Tingkatkan Daya Tahan Tubuh, Optimistis dan Tidak Pemarah

111
Yulianto Prabowo, Kepala Dinas Kesehatan Provinsi Jawa Tengah. (Sigit Andrianto/Jawa Pos Radar Semarang)
Yulianto Prabowo, Kepala Dinas Kesehatan Provinsi Jawa Tengah. (Sigit Andrianto/Jawa Pos Radar Semarang)

RADARSEMARANG.ID, Jumlah penderita Covid-19 terus bertambah. Meski demikian, jumlah yang sembuh juga semakin banyak. Upaya memutus rantai penularan harus dilakukan bersama-sama. Berikut bincang wartawan Jawa Pos Radar Semarang Sigit Andrianto bersama Kepala Dinas Kesehatan (Dinkes) Provinsi Jawa Tengah Yulianto Prabowo.

Jumlah penderita Covid-19 di Jawa Tengah terus meningkat?
Karena kita aktif melakukan pencarian sehingga ditemukan banyak kasus baru. Kami sudah melaksanakan setidaknya 6000 rapid test, terakhir kemarin ditemukan 53 kasus positif. Jumlah ini tersebar di seluruh kabupaten/kota di Jawa Tengah.

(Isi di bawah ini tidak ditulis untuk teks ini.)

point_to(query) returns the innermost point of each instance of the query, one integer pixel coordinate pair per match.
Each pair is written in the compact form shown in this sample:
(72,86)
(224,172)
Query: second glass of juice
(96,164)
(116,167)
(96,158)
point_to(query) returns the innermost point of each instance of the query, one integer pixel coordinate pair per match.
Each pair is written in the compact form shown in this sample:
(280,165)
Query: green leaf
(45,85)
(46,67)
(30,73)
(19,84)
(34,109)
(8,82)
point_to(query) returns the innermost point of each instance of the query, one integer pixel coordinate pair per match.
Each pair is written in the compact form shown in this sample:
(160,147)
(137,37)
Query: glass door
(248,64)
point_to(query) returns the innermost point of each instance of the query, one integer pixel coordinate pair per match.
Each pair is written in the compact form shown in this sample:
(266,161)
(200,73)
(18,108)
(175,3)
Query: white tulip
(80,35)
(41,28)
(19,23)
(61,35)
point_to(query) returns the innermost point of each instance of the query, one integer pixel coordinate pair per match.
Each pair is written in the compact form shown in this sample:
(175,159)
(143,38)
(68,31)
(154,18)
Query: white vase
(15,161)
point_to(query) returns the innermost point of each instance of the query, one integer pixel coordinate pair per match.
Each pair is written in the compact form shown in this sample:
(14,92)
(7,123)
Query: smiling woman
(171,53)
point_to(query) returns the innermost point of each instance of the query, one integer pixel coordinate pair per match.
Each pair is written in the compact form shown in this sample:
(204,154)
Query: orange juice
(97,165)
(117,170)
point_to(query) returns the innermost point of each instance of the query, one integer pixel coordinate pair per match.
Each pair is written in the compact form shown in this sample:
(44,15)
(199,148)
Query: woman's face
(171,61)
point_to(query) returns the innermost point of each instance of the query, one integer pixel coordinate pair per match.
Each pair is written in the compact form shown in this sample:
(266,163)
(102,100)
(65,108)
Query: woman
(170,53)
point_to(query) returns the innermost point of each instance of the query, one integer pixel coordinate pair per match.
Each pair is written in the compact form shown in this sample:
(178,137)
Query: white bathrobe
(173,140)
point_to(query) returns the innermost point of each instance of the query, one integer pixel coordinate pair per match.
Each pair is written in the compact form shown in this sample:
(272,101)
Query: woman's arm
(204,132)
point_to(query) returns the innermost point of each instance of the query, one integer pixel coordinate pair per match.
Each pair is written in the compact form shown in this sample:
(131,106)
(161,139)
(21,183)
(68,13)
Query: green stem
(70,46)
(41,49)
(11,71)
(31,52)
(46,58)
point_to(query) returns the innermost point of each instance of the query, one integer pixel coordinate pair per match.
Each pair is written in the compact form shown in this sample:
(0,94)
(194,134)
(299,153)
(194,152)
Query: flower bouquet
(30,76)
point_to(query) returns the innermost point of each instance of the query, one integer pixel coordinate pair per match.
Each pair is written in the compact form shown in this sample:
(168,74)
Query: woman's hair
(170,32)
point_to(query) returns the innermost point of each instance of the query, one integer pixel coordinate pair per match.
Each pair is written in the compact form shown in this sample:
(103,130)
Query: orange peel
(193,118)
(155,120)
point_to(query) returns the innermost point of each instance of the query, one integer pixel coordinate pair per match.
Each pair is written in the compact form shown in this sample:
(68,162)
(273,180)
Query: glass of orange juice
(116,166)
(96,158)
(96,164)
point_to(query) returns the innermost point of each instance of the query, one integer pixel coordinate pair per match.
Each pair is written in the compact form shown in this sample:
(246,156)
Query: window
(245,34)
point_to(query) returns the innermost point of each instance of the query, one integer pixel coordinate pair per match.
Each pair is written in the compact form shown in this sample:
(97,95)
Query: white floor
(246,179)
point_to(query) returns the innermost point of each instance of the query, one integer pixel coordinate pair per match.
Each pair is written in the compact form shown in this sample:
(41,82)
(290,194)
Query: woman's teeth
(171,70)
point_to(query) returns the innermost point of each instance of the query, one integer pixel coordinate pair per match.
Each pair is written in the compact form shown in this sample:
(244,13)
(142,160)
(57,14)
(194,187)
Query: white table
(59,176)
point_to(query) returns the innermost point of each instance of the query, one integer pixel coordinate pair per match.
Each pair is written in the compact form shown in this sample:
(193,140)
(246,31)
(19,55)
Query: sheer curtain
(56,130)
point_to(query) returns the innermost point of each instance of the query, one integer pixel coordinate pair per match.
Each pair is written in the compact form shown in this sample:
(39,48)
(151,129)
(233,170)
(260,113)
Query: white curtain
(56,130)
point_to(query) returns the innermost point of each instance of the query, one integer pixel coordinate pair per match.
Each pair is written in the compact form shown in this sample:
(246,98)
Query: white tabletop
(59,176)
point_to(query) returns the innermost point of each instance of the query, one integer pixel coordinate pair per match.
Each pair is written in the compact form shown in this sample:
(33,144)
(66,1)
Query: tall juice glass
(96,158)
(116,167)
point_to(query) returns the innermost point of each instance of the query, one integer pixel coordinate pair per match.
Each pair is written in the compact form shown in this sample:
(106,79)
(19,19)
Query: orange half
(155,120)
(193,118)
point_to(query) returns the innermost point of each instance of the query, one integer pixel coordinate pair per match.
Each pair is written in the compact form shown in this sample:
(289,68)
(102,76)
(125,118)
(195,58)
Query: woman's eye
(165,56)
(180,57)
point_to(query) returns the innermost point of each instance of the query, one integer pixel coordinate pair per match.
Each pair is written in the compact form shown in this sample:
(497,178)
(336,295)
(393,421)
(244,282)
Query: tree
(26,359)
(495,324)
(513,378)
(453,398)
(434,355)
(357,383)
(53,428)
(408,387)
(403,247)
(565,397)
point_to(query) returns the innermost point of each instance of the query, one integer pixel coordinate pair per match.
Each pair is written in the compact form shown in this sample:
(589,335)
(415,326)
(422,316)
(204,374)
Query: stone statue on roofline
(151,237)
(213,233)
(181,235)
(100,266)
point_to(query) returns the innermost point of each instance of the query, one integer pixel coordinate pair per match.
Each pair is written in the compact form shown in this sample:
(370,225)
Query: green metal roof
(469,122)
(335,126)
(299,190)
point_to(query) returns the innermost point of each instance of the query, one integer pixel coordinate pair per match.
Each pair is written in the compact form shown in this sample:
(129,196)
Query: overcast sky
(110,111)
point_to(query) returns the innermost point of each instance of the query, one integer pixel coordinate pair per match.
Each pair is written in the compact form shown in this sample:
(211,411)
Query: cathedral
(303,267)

Bagaimana upaya Jawa Tengah untuk memutus mata rantai penyebaran Covid-19?
Banyak yang kita lakukan. PSBB adalah upaya memutus mata rantai penularan. Selain itu pemakaian masker dan cuci tangan pakai sabun. Termasuk physical distancing. Ini upaya yang harus dan terus dilakukan bersama.

Apakah itu saja cukup?
Yang menjamin adalah daya tahan tubuh kita masing-masing. Upaya yang kita lakukan itu, namanya upaya, tidak bisa menjamin 100 persen. Maka ada satu pertahanan yang kita butuhkan yaitu daya tahan tubuh masing-masing.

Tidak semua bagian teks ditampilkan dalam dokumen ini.